One pie. That’s what I had planned. That’s all I had planned.
It was early September when I was invited on Facebook to join Pie It Forward, a group of people who bake or buy pies to donate to the Buffalo City Mission for distribution to families in need for Thanksgiving Dinner. It had been years since I made a pie, but I could definitely bake one, especially for such a great cause. I was starting to get excited about it. Then I saw other posts on the Facebook event page. “Count me in for 10 pies!” one person wrote. “Ten pies, coming up!” another wrote. Someone even pledged 30 pies.
One pie. All I had to offer was one measly apple pie.
I messaged the coordinator, worried that my offering was too feeble, to small to even matter. “Any offering is beautiful,” she wrote back to me. Point taken. I made my apple pie with love and humility and compassion. “You will make a family of six very happy,” she said when I posted a photo of my finished product.
See that one family didn’t know that someone else had donated 10 pies. To that one family, perhaps my apple pie was the dessert they otherwise wouldn’t have had on our national day of gratitude. It was just one pie to me. It was the pie to someone else.
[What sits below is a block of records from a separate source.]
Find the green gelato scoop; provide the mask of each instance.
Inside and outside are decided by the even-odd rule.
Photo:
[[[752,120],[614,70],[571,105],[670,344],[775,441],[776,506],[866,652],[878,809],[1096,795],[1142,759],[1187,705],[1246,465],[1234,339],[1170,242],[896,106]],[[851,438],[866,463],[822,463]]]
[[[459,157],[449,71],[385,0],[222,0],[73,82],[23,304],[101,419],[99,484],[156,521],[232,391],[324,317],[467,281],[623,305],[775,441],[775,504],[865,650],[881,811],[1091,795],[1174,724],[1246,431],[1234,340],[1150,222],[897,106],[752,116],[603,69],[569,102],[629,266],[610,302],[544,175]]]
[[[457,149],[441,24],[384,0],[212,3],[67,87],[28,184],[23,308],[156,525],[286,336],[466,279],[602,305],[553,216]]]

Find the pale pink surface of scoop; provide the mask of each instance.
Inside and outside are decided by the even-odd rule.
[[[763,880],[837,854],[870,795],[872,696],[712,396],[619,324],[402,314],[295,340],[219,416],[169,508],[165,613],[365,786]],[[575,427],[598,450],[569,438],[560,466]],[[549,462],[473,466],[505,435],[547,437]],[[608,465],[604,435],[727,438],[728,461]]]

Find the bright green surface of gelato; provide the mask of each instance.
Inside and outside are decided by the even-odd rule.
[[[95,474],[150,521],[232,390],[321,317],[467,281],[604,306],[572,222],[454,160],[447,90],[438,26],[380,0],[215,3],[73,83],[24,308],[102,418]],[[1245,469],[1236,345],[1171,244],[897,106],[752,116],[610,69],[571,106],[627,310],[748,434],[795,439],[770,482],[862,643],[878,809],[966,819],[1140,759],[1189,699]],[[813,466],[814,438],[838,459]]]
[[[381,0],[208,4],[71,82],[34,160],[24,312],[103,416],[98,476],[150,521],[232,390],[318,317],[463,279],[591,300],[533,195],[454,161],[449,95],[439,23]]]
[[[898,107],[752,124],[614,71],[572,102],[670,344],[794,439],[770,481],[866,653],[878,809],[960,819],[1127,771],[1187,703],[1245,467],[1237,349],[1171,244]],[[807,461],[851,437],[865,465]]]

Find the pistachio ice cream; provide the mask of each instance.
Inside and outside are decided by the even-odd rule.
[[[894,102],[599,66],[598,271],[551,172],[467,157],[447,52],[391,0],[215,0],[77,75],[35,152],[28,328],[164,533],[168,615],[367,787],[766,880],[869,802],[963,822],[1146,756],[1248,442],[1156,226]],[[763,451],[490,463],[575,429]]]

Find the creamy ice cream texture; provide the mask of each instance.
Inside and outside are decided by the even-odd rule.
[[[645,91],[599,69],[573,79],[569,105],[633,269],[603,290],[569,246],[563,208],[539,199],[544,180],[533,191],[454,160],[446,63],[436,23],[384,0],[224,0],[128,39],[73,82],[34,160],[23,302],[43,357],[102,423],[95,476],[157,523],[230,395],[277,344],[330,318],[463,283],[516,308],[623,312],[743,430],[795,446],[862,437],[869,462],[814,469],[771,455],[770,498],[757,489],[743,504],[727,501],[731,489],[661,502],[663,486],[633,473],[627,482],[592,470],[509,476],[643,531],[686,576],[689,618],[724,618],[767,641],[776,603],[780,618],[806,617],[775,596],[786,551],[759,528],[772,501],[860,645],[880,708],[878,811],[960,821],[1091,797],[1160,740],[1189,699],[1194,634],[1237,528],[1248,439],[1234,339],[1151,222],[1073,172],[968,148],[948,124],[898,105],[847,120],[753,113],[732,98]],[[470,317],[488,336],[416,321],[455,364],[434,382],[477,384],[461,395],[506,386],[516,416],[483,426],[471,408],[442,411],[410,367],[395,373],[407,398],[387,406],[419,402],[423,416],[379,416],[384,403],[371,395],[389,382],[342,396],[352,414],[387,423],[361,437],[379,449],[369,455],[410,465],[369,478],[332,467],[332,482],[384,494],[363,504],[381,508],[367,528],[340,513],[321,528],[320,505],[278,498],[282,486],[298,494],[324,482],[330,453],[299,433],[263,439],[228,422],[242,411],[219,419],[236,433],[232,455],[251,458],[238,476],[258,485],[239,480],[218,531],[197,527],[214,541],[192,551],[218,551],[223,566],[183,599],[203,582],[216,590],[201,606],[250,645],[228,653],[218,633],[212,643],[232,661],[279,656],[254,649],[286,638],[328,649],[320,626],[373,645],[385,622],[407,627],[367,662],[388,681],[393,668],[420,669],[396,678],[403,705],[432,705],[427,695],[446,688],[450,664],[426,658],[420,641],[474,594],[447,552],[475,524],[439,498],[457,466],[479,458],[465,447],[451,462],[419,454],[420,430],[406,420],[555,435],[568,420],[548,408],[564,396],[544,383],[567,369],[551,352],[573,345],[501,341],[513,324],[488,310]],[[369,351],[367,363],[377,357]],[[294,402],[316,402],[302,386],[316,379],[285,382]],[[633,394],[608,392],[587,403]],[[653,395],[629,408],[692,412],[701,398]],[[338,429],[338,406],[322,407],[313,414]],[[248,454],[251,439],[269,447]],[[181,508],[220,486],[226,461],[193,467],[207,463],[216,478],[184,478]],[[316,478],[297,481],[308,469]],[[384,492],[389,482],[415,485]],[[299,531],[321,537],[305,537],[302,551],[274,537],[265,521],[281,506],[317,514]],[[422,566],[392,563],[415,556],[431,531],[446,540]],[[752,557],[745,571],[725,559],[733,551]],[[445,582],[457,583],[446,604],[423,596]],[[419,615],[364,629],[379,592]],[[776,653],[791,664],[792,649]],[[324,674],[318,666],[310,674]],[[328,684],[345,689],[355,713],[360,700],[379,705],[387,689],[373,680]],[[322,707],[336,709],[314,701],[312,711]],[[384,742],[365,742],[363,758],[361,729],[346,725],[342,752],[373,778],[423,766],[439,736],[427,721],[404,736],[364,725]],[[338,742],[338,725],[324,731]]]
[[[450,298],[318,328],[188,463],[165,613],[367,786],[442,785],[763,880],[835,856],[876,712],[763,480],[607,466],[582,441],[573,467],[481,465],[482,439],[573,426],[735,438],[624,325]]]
It’s not the first time I was afraid that I was giving too little. Not the only area of my life, either.
Once I just could not finish a swim workout. I was training for a triathlon and desperately trying to improve my swim, but my head just wasn’t in the game. I was having relationship issues at the time, was sleep deprived, and after 800 yards got out of the pool. I told my coach, who promptly told me to be sure I recorded my 800 yards in our shared training log.
“But I didn’t finish the workout,” I said, dejected.
“Eight hundred is not a zero,” she replied.
How many times had I not acknowledged what I had done because I thought it wasn’t enough? How many times have I declined to offer generosity — whether it be money or time or things — because I thought what I had to offer wouldn’t make a difference?
But whatever we offer does make a difference. What will my one pie, or my small donation, do to help a person or an organization? It’s one pie more than they had before. It’s $5 or $10 or even $1 more than they had before. And the small donations, they add up. Ask anyone who has tried to fundraise.
I’ve learned in running that something is better than nothing. Always. What will 1 mile do? Well, it will clear my head, get my heart pumping, and make me feel better. And isn’t that worth it?
What can you offer on this #GivingTuesday?